Женька пожал плечами:

— Поздно уже, наверное. Впрочем, делай как знаешь.

2

Теперь, когда все совершилось, Нольде и не помышлял о встрече с Черепановым. Впрочем, все равно пришла пора убираться отсюда. Миссия его закончена. В Питере он не задержится: ему обещан иностранный паспорт и — отъезд… Европа, к твоим камням припадет многострадальный изгнанник! Все прошло удачно, все позади!

Нольде потребовал счет за номер, а сам спустился в ресторан. Вечер только начинался, маленький оркестр занимал свои места на возвышении. Дирижер поклонился Нольде, как знакомому. Пожалуй, он слишком зажился в этих номерах. Слава богу, это конец…

Через два дня он будет в море. На пути к Ревелю. От этой мысли Нольде и вовсе развеселился. Не торопясь, со вкусом прикладывался губами к бокалу. Вино неплохое: из-под полы. Он не прочь был бы разделить с кем-нибудь этот вечер.

Последний вечер. И вдруг заметил того приятного молодого человека, кажется, его зовут Евгений, которого он устроил на советскую службу… Из каких побуждений? Конечно, не альтруистических. Молодой человек был связан с Петрикосом. Все же спокойнее, если этот Евгений будет ему чем-то обязан. И еще лучше то, что он будет под рукой, у своих людей. Глядишь, и пригодится…

Евгений заметил его, вежливо поклонился. Кажется, не решается подойти. Нольде поманил его пальцем, предложил сесть за свой столик… Вполне благовоспитанный молодой человек этот Евгений. Он начинает с благодарности за свое устройство на службу, даже собирался специально зайти к нему, но постеснялся. Надеется, что будет полезен в дальнейшем. Что ж, не исключено.

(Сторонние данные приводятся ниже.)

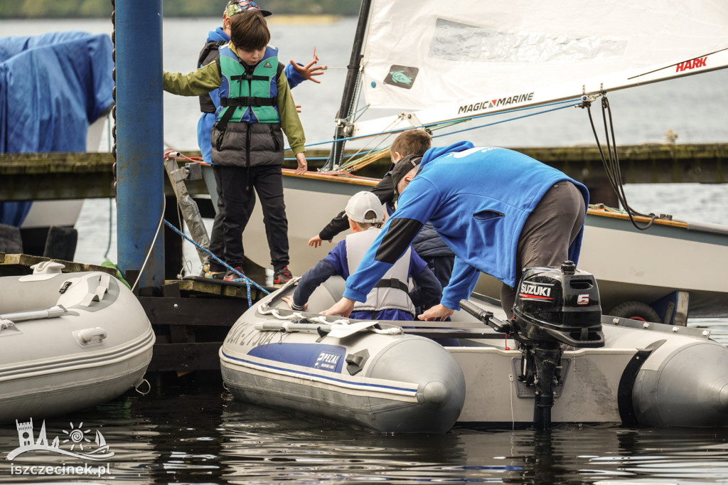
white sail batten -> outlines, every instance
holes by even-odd
[[[579,98],[728,67],[728,3],[374,0],[370,109],[354,135]]]

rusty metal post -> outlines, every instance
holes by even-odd
[[[164,283],[164,232],[157,230],[164,225],[162,0],[116,0],[114,19],[118,267],[122,272],[143,269],[140,288],[159,286]]]

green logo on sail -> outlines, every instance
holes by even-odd
[[[389,74],[384,78],[384,84],[397,86],[405,90],[412,87],[419,69],[407,66],[392,66]]]

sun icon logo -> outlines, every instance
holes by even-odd
[[[79,448],[82,451],[84,449],[84,441],[86,443],[91,443],[91,440],[88,439],[84,436],[87,433],[89,433],[90,430],[86,430],[85,431],[82,431],[81,427],[84,425],[83,422],[79,423],[79,427],[77,429],[74,429],[74,423],[71,424],[71,431],[66,431],[63,430],[63,433],[68,435],[68,439],[63,440],[63,443],[68,443],[71,441],[73,444],[71,445],[71,451],[74,451],[74,447],[76,445],[79,445]]]

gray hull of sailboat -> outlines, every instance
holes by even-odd
[[[314,292],[309,300],[309,310],[328,308],[340,297],[342,288],[343,283],[330,280]],[[290,288],[282,289],[263,302],[285,309],[279,297],[292,291]],[[491,303],[471,301],[502,316],[502,310]],[[403,375],[428,375],[435,371],[433,368],[450,366],[442,356],[441,351],[445,350],[464,377],[464,401],[456,422],[496,426],[532,422],[534,392],[533,387],[518,379],[522,354],[518,344],[463,313],[456,314],[448,330],[438,328],[443,326],[441,323],[417,323],[423,328],[405,330],[422,334],[439,332],[440,336],[449,332],[448,336],[459,337],[459,347],[440,347],[434,342],[424,346],[417,341],[417,346],[411,347],[411,350],[387,353],[388,348],[396,349],[393,342],[416,337],[407,334],[376,335],[367,331],[356,334],[350,342],[332,343],[344,345],[347,355],[360,354],[365,350],[370,355],[381,353],[382,359],[386,354],[388,368],[405,369]],[[379,416],[372,411],[373,408],[363,411],[361,403],[357,403],[360,396],[345,387],[323,388],[311,376],[300,375],[292,379],[285,375],[291,370],[291,352],[295,352],[286,344],[319,340],[318,343],[325,344],[328,341],[328,337],[322,339],[315,333],[266,332],[255,328],[256,323],[276,321],[280,322],[251,309],[238,320],[221,348],[223,377],[237,398],[387,433],[423,430],[397,427],[398,420],[414,417],[413,422],[417,422],[422,419],[406,406],[400,406],[397,414]],[[728,426],[728,349],[711,339],[709,332],[612,317],[603,318],[603,329],[604,347],[564,350],[551,413],[553,422]],[[256,350],[264,347],[268,350],[258,355],[276,357],[251,358]],[[287,360],[288,364],[280,363]],[[296,371],[305,374],[307,371],[296,368]],[[429,379],[420,381],[418,388],[423,382],[430,382]],[[447,382],[444,377],[438,379]],[[413,381],[410,379],[409,382]],[[459,385],[448,388],[448,392],[459,393],[456,390]],[[368,406],[376,404],[374,407],[384,406],[376,398],[368,398],[366,402]],[[444,422],[447,422],[438,424]]]
[[[154,334],[136,297],[113,277],[4,277],[0,294],[0,422],[81,410],[143,382]],[[60,316],[28,318],[58,305]]]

За ужином Нольде расспрашивает Евгения о его семье, работе. Евгений еще раз благодарит: такое место, в затишке… В этих словах имеется подспудный смысл: сейчас самое главное — переждать в затишке!

Разговор шел легко, непринужденно. Этот рыженький Евгений весьма неглуп. Уважителен, скромен. Что удивительного? Мальчик не из аристократической, но из чиновной семьи… Нольде даже подосадовал, что роль Александра Тикунова ограничивает его, не позволяет развернуться. Он мог бы поделиться со своим молодым другом, так внимательно слушающим его, многим. В конце концов, это же его смена, им продолжать святое дело освобождения России. А впрочем, он, Вадим Нольде, сам еще надеется… Совсем скоро он опять станет самим собой. А выполненное задание обеспечит ему все, о чем он мечтал.

«Злоумышленники скрылись!»-пело что-то внутри него. «Скрылись!»-означало, что он, Нольде, в безопасности. Если они скрылись, то, очевидно, сейчас отсиживаются на своей базе. За городом. Ему вовсе ни к чему было знать об этой их тайной базе, и если он знал о ней, то виною тому был тот же Черепанов.

Стремясь доказать, что деньги не вылетают в трубу, а напротив, приложены к делу, Черепок повез Нольде в Красково. Дача была запущенная, мрачная, но расположение отличное: без проводника не найдешь! И Нольде даже с интересом знакомился… Тут динамиту — всю Москву хватит подорвать!